A second-round selection in the 2003 First-Year Player Draft, Schierholtz rooted for the Giants growing up across the bay from San Francisco.
"It's an emotional day for me," Schierholtz said. "I'm going to miss San Francisco. I'm going to miss being a Giant, all my teammates and the fans and all the great memories here that we had, especially winning the World Series in 2010. It's tough leaving, but I'm definitely looking forward to my opportunity in Philadelphia."
Joseph, 21, has shown considerable power potential since the Giants drafted him in the second round in 2009 from Horizon High School in Scottsdale, Ariz. But the Giants reluctantly deemed him expendable, due mainly to the organization's perceived catching depth. Not only do they have Posey and promising switch-hitter Hector Sanchez in San Francisco, but they also have Andrew Susac, last year's second-round draftee, at high-Class A San Jose.
"We have a luxury that a lot of organizations don't," Sabean said.

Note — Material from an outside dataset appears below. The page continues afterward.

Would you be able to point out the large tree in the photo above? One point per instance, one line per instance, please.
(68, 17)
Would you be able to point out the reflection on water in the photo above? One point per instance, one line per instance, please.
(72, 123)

Joseph amassed 16 homers and 68 RBIs while batting .236 with lower-Class A Augusta in 2010, and followed that by hitting .270 with 22 homers and 95 RBIs last year with San Jose. This year at Double-A Richmond, Joseph endured concussion symptoms after being hit by a batter's backswing and was sidelined for almost two weeks before returning to the Flying Squirrels' lineup in late May. He hit .260 with eight homers and 38 RBIs in 80 games for the Flying Squirrels and excelled in the Sirius XM All-Star Futures Game earlier this month. He lined a tiebreaking RBI double and drew a walk in two plate appearances for the U.S. squad, besides demonstrating his improved defensive prowess by throwing out a baserunner who tried to advance on a pitch in the dirt.
Rosin, a non-roster invitee to Spring Training this year, went 2-1 with a 4.31 ERA and 10 saves in 34 games, including five starts, for San Jose this season. The 23-year-old was San Francisco's fourth-round pick in the 2010 Draft.